Meu querido Zé Diogo é, no mínimo, louvável a tua coragem. A discussão sobre o princípio da vida acabou há vinte anos. Tu próprio o admites quando falas em “mínimo de consenso” em vez de “polémica” ou “discórdia”. Já nem a afoita Odete Santos ousa trazer essa lança encarvoada para a justa.
É claro que existem certezas sobre o princípio da vida. Onde existem dúvidas é no tipo de direitos que estamos dispostos a reconhecer a essa vida.
Mas nesse aspecto referes que “em questões como esta do aborto, há um mínimo olímpico de consenso para se poder legislar.” Pois. O consenso outra vez. Pessoalmente tenho medo do argumento do consenso. É pau de dois bicos. Repara nisto: E no entanto, ao votar SIM, autorizas a liberalização do aborto sem que esse exista o mínimo de consenso sobre a não existência de vida.
Vês? Terias ficado melhor servido com a unanimidade.
E não existindo consenso? Em caso de dúvida? Como é? “Acho que é uma decisão individual” dizes tu. “em caso de dúvida é melhor dar protecção plena" digo eu "não vá o diabo tecê-las e estar lá mesmo uma pessoa".
É que não existindo consenso, para legislar só temos o bom senso.
Abraços amigos
RMD
É chocante como, por vezes, o consenso e o bom senso andam de mãos dadas. A nossa sociedade está longe de primar pelo bom senso mas é minimamente capaz de optar entre liberalizar ou não o aborto. É por isso que há adultos. E para isso.
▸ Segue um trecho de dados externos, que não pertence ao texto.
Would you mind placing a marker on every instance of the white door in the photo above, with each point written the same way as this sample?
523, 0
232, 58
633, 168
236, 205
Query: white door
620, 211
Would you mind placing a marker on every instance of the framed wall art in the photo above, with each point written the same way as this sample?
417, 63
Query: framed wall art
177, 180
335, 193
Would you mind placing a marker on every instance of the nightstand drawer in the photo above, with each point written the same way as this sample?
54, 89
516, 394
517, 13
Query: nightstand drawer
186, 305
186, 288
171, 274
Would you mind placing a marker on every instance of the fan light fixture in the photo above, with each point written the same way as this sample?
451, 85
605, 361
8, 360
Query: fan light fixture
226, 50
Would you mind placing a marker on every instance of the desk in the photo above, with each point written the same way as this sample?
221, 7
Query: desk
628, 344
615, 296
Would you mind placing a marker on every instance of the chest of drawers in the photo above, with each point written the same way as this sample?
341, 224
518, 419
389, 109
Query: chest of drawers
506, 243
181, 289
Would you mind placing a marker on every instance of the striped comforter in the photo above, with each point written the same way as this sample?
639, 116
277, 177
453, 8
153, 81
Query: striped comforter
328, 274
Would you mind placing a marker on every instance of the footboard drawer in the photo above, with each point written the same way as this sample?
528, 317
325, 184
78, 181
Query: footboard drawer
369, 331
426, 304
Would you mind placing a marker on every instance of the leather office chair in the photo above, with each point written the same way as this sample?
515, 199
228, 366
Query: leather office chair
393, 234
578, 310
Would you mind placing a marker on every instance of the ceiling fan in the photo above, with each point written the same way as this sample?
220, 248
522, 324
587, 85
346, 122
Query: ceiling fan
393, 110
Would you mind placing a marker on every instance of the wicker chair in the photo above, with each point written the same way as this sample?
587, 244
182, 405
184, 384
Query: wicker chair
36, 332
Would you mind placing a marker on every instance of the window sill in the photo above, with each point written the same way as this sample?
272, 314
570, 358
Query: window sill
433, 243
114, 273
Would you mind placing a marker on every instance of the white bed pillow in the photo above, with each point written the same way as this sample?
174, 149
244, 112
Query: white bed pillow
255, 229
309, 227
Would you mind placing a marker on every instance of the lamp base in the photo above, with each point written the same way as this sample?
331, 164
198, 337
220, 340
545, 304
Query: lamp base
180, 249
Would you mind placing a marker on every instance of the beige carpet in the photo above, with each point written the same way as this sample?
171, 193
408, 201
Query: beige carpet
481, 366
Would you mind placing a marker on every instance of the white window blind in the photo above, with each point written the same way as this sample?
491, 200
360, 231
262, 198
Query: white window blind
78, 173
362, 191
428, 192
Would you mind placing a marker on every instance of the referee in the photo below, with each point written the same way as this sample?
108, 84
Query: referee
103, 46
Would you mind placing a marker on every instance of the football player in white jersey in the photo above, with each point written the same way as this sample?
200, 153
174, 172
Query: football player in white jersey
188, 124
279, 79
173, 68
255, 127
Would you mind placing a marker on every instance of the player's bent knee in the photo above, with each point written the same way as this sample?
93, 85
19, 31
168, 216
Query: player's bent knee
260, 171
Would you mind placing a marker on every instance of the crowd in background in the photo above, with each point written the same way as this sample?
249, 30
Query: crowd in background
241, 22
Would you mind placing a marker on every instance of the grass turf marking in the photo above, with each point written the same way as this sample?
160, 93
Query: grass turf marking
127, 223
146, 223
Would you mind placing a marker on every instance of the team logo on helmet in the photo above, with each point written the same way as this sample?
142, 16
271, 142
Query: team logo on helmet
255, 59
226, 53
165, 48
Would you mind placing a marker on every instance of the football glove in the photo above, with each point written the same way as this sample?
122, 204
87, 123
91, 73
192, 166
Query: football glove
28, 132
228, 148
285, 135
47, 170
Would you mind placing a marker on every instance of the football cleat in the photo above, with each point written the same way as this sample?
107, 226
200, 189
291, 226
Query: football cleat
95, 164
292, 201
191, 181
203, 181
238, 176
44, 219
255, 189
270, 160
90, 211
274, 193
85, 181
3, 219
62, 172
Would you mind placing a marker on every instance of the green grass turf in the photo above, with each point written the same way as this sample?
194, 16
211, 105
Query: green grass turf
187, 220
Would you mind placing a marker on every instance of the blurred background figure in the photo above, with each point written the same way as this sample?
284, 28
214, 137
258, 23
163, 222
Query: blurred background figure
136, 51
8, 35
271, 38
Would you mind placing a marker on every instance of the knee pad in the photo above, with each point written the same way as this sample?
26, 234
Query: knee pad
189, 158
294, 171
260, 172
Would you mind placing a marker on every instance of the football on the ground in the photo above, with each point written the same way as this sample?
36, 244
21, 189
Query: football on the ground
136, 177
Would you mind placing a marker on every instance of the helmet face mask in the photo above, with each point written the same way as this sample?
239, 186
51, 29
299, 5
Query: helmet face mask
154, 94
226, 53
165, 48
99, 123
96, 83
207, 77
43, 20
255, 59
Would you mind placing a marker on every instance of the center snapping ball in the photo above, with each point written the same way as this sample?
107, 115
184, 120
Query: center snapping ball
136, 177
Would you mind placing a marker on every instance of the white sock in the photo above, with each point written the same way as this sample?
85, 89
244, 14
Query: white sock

Contudo, torna-se um descalabro notar que, em Portugal, o Uso/Costume é fonte mediata de Direito. Tendo eu estudado ao de leve o tema, julgo que se as pessoas praticarem o aborto de uma forma generalizada durante alguns anos (julgo que seis), pode ser considerado como prática recorrente e, como tal, permite-se essa prática. Eu nunca chamaria nomes a uma praticante de aborto, não questiono a necessidade de abortar mas nunca responderia "Sim" neste referendo. É o meu bom senso. Não é consensual porque os meus argumentos padecem de legislação pelo Rodrigo mas vale o que vale.